There was a $2.52 billion surplus at the end of the fiscal while the 2011-12 fiscal had a deficit of $44.7 million when it closed down.

The deficit in the previous fiscal had stood at $1.68 billion.

Atiur Rahman listed some factors that he believed had brought down the costs of imports.

“The food import bill has come down sharply due to rise in agricultural output,” he said.

He claims drop in prices of products in the international market was another reason.

“Our forex reserve crossed the 16 billion dollar-mark for the first time too,” he said.

The central bank chief said the reserves were “enough to pay off the country’s five month’s import bills.”

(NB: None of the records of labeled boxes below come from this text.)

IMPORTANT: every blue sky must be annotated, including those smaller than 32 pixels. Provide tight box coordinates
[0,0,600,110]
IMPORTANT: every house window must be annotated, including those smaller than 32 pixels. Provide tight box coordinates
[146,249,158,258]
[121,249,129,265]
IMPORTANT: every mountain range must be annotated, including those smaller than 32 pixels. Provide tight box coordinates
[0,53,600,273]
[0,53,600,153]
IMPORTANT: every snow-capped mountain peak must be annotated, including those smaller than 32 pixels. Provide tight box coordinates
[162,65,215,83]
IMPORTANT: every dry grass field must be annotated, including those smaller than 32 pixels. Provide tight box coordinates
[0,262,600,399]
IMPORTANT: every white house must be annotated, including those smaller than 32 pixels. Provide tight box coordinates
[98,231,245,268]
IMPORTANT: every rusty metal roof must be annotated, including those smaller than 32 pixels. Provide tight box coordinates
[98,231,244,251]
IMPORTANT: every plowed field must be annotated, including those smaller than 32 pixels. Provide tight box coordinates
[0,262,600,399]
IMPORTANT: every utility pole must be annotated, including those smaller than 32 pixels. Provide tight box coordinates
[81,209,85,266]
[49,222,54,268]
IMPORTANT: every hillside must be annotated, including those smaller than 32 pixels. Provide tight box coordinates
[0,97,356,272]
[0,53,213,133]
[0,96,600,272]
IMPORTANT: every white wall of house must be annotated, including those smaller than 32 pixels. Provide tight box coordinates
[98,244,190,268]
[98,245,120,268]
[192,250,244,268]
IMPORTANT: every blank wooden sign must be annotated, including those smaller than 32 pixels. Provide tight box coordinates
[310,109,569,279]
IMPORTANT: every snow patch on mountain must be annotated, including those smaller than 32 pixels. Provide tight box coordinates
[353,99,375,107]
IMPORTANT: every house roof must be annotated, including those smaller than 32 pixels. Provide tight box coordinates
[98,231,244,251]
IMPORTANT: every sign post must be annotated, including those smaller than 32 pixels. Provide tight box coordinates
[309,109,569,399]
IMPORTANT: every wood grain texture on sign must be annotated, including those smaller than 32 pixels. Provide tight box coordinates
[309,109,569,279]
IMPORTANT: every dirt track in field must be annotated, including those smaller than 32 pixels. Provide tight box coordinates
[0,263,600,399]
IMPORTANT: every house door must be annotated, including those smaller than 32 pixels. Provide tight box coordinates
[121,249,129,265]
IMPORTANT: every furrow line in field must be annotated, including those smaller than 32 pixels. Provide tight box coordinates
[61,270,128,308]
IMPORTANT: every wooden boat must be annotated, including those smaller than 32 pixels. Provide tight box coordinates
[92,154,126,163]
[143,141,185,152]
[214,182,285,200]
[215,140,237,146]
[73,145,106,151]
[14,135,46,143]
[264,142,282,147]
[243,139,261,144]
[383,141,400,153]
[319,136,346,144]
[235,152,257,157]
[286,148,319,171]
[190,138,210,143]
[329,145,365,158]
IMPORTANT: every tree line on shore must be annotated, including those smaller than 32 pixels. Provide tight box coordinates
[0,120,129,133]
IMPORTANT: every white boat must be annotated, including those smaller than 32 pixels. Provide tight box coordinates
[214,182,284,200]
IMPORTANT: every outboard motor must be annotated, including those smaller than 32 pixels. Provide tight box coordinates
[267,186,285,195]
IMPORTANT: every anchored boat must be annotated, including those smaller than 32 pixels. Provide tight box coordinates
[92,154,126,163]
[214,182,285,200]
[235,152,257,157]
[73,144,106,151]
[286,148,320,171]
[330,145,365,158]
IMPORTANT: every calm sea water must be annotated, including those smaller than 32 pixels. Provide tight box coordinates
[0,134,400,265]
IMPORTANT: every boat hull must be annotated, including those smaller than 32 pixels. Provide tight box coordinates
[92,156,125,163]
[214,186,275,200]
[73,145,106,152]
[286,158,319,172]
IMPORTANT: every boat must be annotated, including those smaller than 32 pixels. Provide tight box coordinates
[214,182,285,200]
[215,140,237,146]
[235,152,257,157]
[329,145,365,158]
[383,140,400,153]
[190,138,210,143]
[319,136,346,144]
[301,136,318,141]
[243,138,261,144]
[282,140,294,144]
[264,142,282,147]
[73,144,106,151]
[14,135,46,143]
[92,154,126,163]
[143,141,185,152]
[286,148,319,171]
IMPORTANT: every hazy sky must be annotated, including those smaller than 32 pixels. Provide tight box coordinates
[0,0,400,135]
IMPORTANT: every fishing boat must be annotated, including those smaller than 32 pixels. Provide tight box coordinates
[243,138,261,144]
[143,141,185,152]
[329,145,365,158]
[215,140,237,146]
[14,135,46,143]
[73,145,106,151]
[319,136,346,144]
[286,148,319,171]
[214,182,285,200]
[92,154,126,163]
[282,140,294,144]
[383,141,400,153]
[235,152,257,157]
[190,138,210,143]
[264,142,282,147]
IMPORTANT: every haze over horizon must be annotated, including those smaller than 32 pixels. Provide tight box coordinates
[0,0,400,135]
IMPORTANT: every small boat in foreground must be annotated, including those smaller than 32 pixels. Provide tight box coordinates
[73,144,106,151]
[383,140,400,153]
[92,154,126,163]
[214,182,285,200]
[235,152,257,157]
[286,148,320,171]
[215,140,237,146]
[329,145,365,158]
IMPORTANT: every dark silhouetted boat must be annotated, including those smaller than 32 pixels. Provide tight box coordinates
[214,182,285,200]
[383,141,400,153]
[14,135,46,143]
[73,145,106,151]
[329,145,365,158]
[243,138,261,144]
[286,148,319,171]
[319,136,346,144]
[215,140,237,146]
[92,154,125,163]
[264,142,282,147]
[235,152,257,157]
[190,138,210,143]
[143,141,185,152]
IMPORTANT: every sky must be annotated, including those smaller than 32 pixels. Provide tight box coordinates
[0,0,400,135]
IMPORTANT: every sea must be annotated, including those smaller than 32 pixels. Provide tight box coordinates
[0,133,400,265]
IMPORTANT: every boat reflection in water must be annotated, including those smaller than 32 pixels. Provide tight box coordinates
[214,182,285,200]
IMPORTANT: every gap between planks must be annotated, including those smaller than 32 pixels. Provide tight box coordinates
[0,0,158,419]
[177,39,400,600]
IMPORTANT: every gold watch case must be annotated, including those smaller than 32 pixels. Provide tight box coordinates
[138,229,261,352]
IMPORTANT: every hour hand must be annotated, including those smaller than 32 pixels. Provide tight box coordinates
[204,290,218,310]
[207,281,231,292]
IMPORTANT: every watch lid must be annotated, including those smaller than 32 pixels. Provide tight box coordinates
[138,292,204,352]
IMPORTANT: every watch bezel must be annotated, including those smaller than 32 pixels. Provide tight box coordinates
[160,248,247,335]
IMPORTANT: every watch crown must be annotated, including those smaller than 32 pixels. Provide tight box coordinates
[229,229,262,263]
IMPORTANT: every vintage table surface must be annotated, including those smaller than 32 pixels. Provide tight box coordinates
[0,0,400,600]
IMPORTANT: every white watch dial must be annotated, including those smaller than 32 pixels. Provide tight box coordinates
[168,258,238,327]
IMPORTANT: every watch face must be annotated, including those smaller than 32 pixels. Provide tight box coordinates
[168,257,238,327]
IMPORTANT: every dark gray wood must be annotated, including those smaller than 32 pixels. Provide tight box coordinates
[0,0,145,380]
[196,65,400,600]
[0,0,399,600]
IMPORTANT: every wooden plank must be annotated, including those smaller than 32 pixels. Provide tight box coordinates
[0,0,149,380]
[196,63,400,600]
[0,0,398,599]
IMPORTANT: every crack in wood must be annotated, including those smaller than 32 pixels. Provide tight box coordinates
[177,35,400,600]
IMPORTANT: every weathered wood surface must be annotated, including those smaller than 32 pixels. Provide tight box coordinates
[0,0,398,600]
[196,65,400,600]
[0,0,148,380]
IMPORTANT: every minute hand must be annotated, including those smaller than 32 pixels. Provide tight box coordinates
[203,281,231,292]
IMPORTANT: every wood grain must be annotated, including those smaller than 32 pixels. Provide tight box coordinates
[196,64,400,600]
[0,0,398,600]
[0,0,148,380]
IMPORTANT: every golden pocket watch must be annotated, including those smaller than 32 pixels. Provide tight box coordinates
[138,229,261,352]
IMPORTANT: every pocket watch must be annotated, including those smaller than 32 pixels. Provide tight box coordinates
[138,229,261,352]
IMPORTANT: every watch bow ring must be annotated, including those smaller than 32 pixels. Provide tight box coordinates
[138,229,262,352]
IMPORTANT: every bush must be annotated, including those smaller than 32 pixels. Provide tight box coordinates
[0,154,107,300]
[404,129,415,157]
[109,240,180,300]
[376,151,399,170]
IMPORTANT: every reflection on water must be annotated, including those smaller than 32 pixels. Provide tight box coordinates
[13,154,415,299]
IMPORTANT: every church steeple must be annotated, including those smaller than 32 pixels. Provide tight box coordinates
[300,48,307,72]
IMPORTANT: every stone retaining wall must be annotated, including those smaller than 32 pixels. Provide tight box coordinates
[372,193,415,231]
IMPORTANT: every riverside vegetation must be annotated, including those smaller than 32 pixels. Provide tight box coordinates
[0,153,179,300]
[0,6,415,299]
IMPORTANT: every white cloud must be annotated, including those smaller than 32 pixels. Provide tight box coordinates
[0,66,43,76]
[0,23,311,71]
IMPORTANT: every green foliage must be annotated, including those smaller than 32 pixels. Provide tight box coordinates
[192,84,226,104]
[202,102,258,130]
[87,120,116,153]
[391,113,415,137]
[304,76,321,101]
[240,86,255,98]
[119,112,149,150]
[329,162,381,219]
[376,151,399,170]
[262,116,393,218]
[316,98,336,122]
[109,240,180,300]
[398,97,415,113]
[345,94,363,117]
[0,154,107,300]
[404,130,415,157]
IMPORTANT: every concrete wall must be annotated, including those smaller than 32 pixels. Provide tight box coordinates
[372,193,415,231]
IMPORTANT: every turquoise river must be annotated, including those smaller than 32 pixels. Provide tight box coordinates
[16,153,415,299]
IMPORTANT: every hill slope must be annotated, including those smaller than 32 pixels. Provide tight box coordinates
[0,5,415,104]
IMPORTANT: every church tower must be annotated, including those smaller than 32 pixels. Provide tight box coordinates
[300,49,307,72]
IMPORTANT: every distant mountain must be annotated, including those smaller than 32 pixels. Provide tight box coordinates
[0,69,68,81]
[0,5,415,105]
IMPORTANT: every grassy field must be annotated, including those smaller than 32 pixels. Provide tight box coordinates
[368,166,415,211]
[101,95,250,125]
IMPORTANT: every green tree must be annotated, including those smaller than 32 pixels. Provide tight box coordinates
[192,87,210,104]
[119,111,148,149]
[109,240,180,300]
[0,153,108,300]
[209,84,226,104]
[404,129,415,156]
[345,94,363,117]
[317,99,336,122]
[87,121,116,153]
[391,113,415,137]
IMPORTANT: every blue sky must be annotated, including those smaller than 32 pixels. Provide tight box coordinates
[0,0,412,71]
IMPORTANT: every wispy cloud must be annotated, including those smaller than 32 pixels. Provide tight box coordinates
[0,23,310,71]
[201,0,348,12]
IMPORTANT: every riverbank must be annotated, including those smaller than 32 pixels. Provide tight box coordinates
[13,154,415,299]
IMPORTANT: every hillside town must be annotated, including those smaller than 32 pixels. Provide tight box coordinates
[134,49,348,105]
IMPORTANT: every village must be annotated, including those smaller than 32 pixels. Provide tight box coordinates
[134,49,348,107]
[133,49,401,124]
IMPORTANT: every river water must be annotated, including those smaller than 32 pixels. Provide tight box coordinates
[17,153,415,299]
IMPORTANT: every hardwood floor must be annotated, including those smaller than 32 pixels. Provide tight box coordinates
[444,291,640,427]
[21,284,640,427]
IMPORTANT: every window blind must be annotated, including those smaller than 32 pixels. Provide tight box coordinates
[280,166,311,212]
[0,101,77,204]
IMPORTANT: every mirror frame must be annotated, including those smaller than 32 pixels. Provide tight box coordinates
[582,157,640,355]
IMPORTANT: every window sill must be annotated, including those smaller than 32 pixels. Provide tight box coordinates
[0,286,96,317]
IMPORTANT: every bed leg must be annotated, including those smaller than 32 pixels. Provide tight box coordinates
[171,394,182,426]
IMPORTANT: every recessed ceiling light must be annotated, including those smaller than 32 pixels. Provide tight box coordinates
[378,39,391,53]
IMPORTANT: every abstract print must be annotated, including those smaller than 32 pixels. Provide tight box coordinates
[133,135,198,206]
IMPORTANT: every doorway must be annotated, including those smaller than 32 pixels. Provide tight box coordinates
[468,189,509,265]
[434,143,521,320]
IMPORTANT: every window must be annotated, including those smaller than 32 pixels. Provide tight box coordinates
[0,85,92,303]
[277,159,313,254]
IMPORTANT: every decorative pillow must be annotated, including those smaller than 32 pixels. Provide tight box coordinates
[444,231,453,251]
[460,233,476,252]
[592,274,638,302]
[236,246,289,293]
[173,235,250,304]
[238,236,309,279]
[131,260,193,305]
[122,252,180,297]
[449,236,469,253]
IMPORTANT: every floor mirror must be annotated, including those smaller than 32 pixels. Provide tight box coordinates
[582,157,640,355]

“It is true that the import of capital machineries increased at the end of the fiscal. It happened mainly because of the fall in dollar prices,” Zaid Bakht told bdnews24.com.

The price of dollar had climbed nearly to Tk 85 once. Now it is stable around Tk 77.75.

“The entrepreneurs are uncertain owing to the political turmoil and several problems in infrastructure sectors. But they know the situation will not last long,” he added.

He said the entrepreneurs had imported capital machinery and equipment now that the dollar had fallen against the Taka, which could change later..

Expatriate Bangladeshis sent back home a record $14.46 billion in remittances during the 2012-13 fiscal year.

The amount is 12.6 percent more than the remittances during the previous fiscal.

The country earned $27.02 billion by exporting goods abroad in the last fiscal, which is 11.18 percent higher than the previous fiscal.